A free programme run by the DCU Ryan Academy, the Female High Fliers is an accelerator programme for female-led startups that are less than five years old, and have growth and export potential. Selection is limited, and the programme offers:

  • Comprehensive workshops, mentoring and networking for 13 weeks (the programme is run one day per week).
  • A Demo Day, at which each business pitches to investors, mentors and other influencers from the corporate world.
  • Prizes that will be disclosed during the programme.

Exxcel STEM programme

This free, female-only part-time programme based in Cork covers businesses in the science, tech, engineering and maths sectors, and runs one day a month for six months. It is part-funded by Enterprise Ireland, is open to businesses that have growth and export potential, and offers:

  • Training modules in business planning and models, marketing, sales and funding.
  • Intensive, one-to-one mentoring, as well as networking opportunities.
  • Access to national and global opportunities, as well as support from the Cork Institute of Technology.

Funds

  • The Competitive Female Feasibility Fund is run by Enterprise Ireland, with the objective of helping a female entrepreneur investigate the viability of a business becoming a High Potential Start-Up (HPSU). The maximum grant available is €25,000, and eligibility is based on a female-led business being less than three years old and being in the manufacturing or internationally traded services sectors.
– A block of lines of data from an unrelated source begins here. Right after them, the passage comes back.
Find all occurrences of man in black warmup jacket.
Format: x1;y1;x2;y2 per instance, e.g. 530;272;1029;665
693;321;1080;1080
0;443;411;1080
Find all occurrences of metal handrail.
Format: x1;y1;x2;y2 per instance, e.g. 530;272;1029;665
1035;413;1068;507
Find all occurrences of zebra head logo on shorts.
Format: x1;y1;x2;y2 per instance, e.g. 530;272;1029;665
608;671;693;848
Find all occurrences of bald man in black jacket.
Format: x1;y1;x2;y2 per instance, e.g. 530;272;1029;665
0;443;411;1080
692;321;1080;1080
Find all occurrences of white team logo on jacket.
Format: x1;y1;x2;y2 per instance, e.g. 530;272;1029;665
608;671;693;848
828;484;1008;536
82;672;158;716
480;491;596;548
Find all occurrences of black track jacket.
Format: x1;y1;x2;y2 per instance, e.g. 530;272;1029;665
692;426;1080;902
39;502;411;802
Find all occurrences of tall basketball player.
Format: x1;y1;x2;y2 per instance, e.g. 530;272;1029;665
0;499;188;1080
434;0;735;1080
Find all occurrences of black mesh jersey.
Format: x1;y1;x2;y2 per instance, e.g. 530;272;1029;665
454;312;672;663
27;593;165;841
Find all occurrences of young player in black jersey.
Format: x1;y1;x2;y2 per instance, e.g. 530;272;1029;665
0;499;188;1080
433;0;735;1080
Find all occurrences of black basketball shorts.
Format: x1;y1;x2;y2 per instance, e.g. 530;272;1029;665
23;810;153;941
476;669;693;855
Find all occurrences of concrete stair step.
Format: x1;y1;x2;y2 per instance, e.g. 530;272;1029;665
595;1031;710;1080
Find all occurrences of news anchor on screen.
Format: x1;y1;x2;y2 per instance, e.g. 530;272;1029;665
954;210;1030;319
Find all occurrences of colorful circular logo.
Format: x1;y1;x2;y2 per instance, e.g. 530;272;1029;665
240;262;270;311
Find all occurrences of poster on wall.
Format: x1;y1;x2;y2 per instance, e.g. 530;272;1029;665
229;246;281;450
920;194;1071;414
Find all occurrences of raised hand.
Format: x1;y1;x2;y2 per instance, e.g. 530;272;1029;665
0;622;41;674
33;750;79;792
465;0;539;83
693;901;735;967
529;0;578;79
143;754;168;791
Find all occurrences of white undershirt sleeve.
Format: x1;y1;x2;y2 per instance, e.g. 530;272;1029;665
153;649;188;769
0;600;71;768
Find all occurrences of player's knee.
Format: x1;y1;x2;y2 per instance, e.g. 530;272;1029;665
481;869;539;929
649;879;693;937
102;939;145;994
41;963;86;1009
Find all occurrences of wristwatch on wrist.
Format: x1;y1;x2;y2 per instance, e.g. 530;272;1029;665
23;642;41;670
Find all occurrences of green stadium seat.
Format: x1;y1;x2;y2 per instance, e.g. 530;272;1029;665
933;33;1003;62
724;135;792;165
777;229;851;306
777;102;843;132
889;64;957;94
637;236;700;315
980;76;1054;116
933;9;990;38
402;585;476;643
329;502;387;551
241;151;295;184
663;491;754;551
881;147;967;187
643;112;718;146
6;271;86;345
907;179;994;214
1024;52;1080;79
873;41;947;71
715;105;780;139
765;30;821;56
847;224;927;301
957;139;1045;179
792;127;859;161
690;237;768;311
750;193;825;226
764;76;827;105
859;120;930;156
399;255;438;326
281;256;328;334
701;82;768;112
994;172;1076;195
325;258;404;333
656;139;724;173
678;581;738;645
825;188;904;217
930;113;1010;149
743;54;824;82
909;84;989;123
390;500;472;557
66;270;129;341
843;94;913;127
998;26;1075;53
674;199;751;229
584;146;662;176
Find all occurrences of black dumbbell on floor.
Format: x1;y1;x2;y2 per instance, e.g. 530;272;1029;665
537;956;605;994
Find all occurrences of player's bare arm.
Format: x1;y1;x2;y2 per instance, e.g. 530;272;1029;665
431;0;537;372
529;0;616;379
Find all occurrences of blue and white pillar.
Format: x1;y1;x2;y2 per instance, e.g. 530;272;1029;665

Also, the individual or business cannot have been in receipt of more than €10,000 from Enterprise Ireland in the past two years. Full eligibility terms are listed on the website.
  • The Female Competitive Start Fund is also run by Enterprise Ireland, and aims to accelerate the growth of female-led businesses that have the potential to make an impression in global markets. The maximum support available is €50,000 for a 10% ordinary equity stake in the start-up. Businesses that are existing or potential clients of Enterprise Ireland’s High Potential Start-Up department may apply. They must also be operating in the areas of manufacturing or internationally traded services, must be less than five years old and not have annual revenues of over €60,000. Full eligibility terms are listed on the website.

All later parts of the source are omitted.